Blackledge, Johnathan M. et al., Image processing III: Mathematical methods, algorithms and applications. Proceedings of the 3rd IMA conference, De Montford Univ., Leicester, GB, September 2000. Chichester: Horwood Publishing for The Institute of Mathematics and its Applications (ISBN 1-898563-72-1/hbk). Horwood Publishing Series: Mathematics and Applications, 200-220 (2001).
Summary: The analysis of digital image sequences for detecting, tracking and estimating the motion of objects is one of the most useful and challenging areas of digital image processing. Reliable, stable and fast computation of the optical flow is important where optical flow is defined as the distribution of apparent velocities of movement of brightness patterns in a sequence of images. The task essentially involves determining an approximation to a velocity field that transforms one image onto the next in the sequence.

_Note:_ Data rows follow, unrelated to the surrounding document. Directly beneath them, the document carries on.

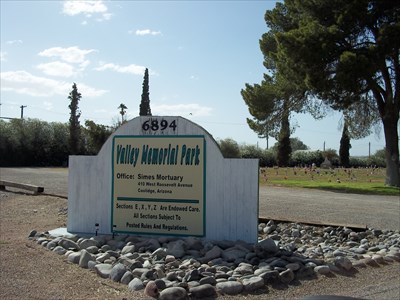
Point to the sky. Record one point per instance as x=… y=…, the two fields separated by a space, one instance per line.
x=200 y=55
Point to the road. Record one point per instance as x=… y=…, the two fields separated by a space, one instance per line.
x=298 y=205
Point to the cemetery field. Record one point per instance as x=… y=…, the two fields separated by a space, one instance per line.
x=352 y=180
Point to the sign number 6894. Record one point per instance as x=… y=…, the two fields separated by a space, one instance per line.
x=155 y=124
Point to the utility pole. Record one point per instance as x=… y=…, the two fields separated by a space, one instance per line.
x=22 y=111
x=369 y=149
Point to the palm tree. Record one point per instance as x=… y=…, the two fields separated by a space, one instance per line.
x=122 y=108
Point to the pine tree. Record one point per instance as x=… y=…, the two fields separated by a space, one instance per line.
x=144 y=108
x=74 y=125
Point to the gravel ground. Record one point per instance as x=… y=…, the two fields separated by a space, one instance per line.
x=27 y=271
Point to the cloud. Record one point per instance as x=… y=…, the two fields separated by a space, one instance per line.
x=70 y=55
x=76 y=7
x=87 y=8
x=145 y=32
x=57 y=68
x=14 y=42
x=130 y=69
x=22 y=82
x=48 y=105
x=192 y=109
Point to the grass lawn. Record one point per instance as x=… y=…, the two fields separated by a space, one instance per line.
x=358 y=181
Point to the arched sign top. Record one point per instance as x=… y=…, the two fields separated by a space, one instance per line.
x=163 y=125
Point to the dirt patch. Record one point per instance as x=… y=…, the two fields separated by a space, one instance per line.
x=29 y=271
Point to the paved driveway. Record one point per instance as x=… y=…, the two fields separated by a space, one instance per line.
x=308 y=205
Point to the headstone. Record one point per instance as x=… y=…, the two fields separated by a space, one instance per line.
x=163 y=176
x=326 y=164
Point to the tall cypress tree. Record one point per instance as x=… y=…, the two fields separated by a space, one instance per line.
x=344 y=150
x=144 y=108
x=74 y=125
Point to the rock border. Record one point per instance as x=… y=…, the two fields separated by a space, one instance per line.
x=183 y=268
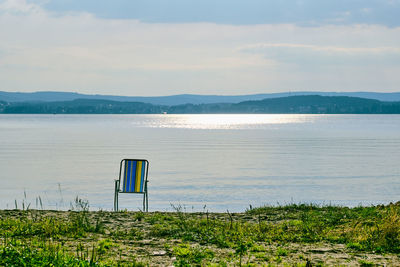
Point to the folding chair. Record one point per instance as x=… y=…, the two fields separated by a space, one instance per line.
x=133 y=173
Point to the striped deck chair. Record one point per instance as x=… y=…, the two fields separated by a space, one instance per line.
x=132 y=179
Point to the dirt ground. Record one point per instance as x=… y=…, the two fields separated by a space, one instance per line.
x=157 y=251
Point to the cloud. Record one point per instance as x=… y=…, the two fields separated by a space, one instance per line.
x=326 y=55
x=19 y=7
x=40 y=50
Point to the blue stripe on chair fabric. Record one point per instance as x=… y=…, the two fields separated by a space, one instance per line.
x=142 y=177
x=134 y=176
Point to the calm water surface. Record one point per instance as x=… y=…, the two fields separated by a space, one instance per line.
x=221 y=161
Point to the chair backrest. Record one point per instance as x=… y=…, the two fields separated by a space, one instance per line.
x=134 y=175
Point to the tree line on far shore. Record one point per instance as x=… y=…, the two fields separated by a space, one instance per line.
x=305 y=104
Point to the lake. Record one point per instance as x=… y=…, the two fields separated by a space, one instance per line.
x=213 y=162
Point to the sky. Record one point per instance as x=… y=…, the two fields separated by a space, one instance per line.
x=224 y=47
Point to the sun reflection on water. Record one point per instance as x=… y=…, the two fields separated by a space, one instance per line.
x=230 y=121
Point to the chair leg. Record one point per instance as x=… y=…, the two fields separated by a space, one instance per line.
x=144 y=205
x=116 y=195
x=147 y=202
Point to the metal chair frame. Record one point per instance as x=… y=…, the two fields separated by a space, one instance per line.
x=119 y=191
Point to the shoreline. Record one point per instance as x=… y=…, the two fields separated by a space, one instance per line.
x=293 y=235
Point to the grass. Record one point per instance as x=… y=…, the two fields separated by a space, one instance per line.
x=291 y=235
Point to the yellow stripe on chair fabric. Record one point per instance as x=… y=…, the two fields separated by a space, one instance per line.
x=134 y=173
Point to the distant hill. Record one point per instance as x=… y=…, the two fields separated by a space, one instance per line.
x=181 y=99
x=305 y=104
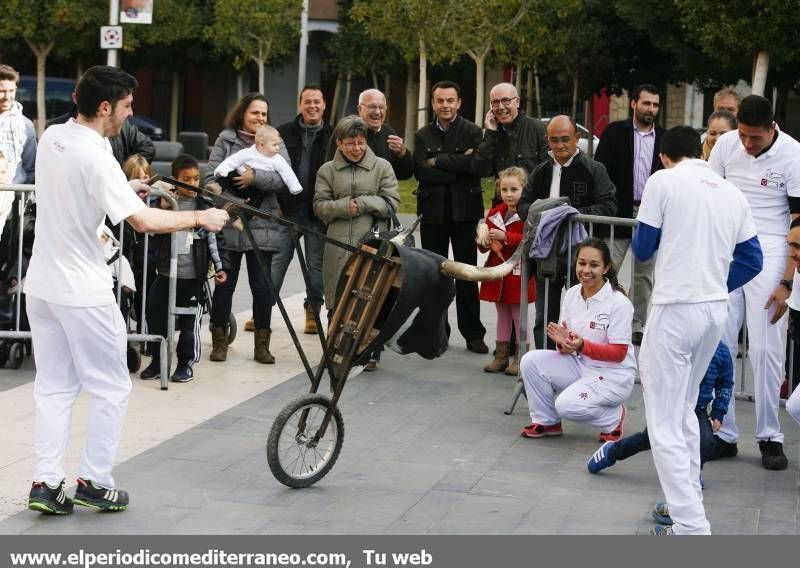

An approach is described for the design, implementation and evaluation of an image processing algorithm to compute optical flow using inverse finite element methods. Our approach focuses on the development and comparison of techniques for computing optical flow using standard and non-standard finite element methods which were discussed in previous work. The fundamental finite volume technique for computing optical flow originally designed by B. K. P. Horn and B. G. Schunck [(*) Artif. Intell. 17, 185–203 (1981)] is enhanced. Horn and Schunck use finite volume methods to approximate the brightness derivatives at a point in the centre of a cube formed by eight image brightness measurements. Solution can often lead to slow convergence of iterative methods.
In this paper the alternative approach of finite element methods is investigated and evaluated for the estimation of the partial derivatives. This has the advantage of a rigorous mathematical formulation, along with speed of reconstruction, conceptual simplicity and ease of implementation. These are particularly important for situations in which the implementation using finite difference or finite volume methods (e.g., variable and adaptive grids) becomes complicated.
A new technique (FET) in two dimensions is derived, with results presented and discussed. Future work will focus on the development of finite element-based algorithms to handle variable scale for focusing on objects of interest in a scene, i.e., those with motion. Special Finite Element Methods may be used to replace or combine the smoothing terms of (*) with diffusion constructs. There is also the possibility of using local iterative processes over a multiresolution hierarchy of grids to ease computation and speed up convergence for these types of problems.
For the entire collection see [Zbl 0979.00033].